Additional resolutions have been filed by the New York State Comptroller’s office, calling on Chevron to add a member to their board of directors with environmental liability expertise. And Newground Social Investment has requested that the threshold be lowered for calling a special meeting of shareholders.

“What we as shareholders have been doing is question whether Chevron's legal strategy is in the best interest of shareholders and asking the company to consider alternatives such as settling the case,” Billenness said. “We're also asking the SEC to assure that Chevron totally discloses these risks to shareholders. This they still have not done despite discrepancies between their legal statements and their SEC statements.”

“We've been rebuffed in our efforts to discuss these issues with Chevron,” Billenness continued. “Instead the company has issued subpoenas against Trillium Asset Management and me, as well as a spurious ethics complaint against the New York State Comptroller. The subpoena was an attempt to harass and intimidate us into shutting up about their mishandling of the case in Ecuador. Management's effort to intimidate us has utterly failed.”

Nevertheless, Billenness added, Chevron shareowners continue to hold out hope for meeting at which their concerns can be aired. Asked if at some point joining the growing fossil fuel divestment movement might become an option, Billenness was unequivocal in his assertion that shareowner engagement is the better investment strategy.
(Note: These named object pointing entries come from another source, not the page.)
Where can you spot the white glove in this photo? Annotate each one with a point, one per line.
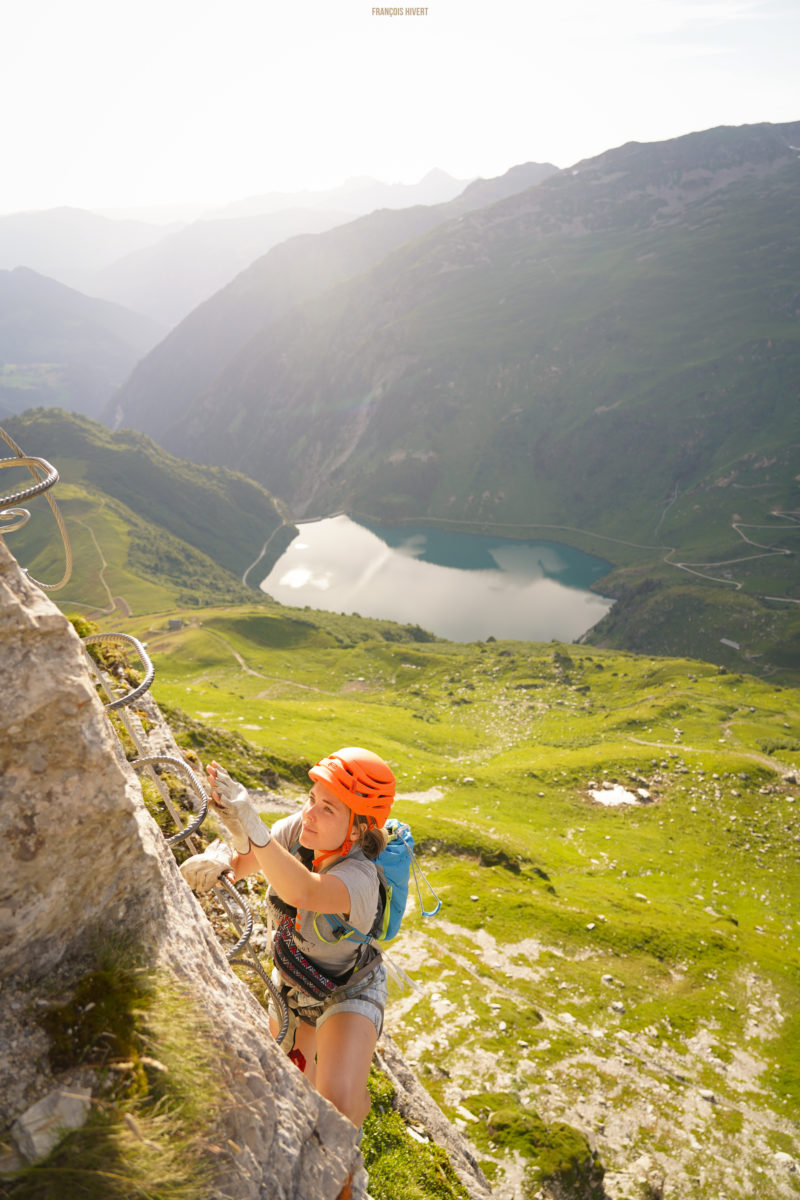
(236, 811)
(202, 871)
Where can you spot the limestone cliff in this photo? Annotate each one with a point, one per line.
(80, 855)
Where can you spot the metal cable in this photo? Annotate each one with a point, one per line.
(149, 670)
(8, 513)
(179, 765)
(226, 893)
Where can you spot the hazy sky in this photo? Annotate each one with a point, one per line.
(116, 103)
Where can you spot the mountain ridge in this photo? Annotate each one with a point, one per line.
(59, 346)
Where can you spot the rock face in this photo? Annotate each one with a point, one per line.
(82, 852)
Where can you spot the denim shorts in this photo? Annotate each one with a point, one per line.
(368, 1000)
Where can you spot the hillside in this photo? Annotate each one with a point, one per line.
(618, 977)
(172, 277)
(609, 357)
(61, 241)
(60, 347)
(146, 529)
(164, 389)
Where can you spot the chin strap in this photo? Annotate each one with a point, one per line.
(342, 851)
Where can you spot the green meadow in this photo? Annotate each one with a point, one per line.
(605, 984)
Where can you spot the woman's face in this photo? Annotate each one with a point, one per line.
(325, 820)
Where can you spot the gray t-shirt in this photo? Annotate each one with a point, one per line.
(360, 877)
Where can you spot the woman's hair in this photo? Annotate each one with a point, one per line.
(372, 841)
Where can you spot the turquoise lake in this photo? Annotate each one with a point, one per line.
(463, 587)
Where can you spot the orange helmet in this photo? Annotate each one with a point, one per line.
(360, 779)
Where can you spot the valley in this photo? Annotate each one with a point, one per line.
(623, 978)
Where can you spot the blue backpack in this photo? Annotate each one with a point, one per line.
(396, 864)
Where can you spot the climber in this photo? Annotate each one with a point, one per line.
(318, 862)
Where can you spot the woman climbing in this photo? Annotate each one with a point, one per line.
(319, 862)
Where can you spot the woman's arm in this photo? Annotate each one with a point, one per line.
(293, 881)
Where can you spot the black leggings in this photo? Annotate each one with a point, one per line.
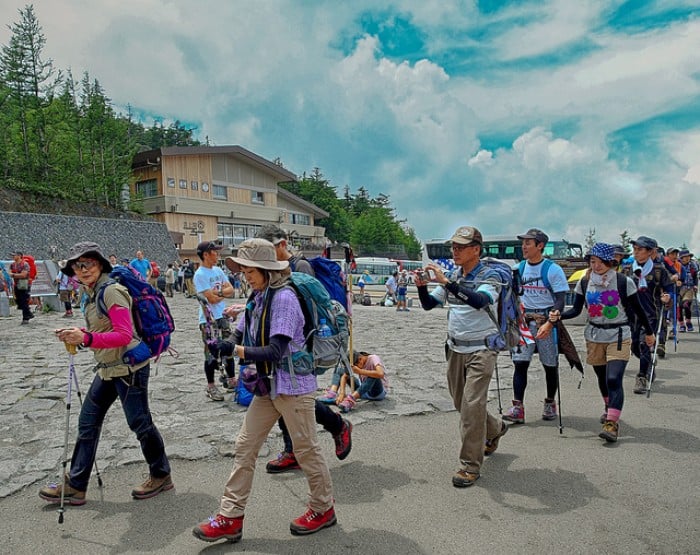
(551, 376)
(610, 382)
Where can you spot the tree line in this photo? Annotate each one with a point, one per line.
(62, 138)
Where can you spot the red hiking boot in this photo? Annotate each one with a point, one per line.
(219, 527)
(311, 522)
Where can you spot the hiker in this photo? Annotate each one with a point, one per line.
(142, 265)
(470, 364)
(370, 383)
(109, 337)
(66, 289)
(688, 283)
(544, 288)
(169, 280)
(654, 287)
(272, 328)
(332, 422)
(401, 291)
(608, 296)
(390, 286)
(19, 272)
(213, 287)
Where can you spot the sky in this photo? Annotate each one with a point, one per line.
(567, 115)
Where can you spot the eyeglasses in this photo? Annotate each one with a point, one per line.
(87, 265)
(457, 247)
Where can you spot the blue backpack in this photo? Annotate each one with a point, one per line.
(509, 312)
(331, 275)
(316, 304)
(152, 319)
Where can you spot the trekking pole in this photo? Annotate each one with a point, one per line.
(654, 356)
(675, 319)
(555, 339)
(498, 389)
(72, 349)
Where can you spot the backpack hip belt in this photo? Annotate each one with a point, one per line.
(463, 343)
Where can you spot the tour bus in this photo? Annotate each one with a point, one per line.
(376, 270)
(508, 248)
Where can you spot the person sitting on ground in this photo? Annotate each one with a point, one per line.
(109, 336)
(370, 382)
(608, 333)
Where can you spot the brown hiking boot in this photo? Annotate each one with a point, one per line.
(152, 487)
(71, 496)
(464, 479)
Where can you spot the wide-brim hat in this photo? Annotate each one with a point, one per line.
(604, 251)
(256, 253)
(86, 248)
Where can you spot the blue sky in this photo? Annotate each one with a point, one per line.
(564, 115)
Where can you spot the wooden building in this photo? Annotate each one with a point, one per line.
(221, 193)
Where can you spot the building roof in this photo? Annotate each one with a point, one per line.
(282, 192)
(152, 157)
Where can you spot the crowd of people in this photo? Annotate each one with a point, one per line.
(634, 304)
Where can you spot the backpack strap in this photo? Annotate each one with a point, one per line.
(544, 272)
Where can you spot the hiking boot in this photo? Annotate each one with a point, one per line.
(311, 522)
(219, 527)
(328, 397)
(347, 404)
(550, 410)
(152, 487)
(640, 385)
(284, 462)
(343, 440)
(464, 479)
(71, 496)
(610, 431)
(516, 413)
(492, 444)
(214, 394)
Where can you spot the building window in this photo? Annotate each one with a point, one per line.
(219, 192)
(301, 219)
(148, 188)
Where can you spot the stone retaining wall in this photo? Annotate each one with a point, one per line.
(50, 236)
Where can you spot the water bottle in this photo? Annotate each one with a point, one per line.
(324, 329)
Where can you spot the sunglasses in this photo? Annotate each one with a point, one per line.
(87, 265)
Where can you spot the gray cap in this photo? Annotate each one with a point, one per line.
(537, 234)
(645, 242)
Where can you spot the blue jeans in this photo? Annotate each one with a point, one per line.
(132, 391)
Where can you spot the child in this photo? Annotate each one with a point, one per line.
(370, 383)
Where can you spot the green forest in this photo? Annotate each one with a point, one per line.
(61, 137)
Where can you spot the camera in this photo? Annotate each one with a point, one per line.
(425, 275)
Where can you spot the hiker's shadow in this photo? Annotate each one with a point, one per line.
(368, 541)
(674, 440)
(358, 482)
(555, 490)
(152, 524)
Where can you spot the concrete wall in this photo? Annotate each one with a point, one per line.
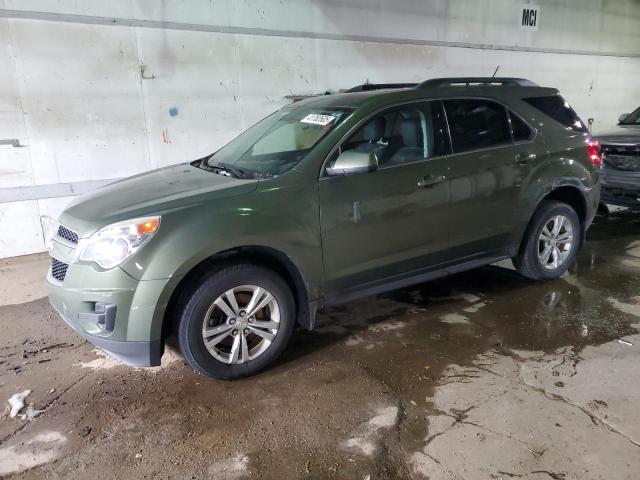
(72, 92)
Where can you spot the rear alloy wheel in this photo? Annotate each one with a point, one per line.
(236, 322)
(551, 242)
(555, 242)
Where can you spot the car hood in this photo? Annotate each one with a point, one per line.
(150, 193)
(620, 134)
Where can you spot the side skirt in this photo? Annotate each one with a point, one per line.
(413, 278)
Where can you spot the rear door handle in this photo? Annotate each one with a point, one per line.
(524, 157)
(430, 181)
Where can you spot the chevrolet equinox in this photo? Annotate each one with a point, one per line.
(329, 199)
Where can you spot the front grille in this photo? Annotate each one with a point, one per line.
(622, 157)
(67, 234)
(58, 269)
“If Chevron does not fear shareholder activism, why did they subpoena me?” he asked. “Chevron would like nothing better than for us to divest our stocks. I'm not inclined right now to do anything that Chevron's management wants.”

Regarding the divestment movement in general, Billenness observed, “We're not seeing moves by big institutional investors to divest.”

“The University of Washington reached an agreement with its student divestment group, not to divest but in fact to use shareholder advocacy where they have fossil fuel holdings.”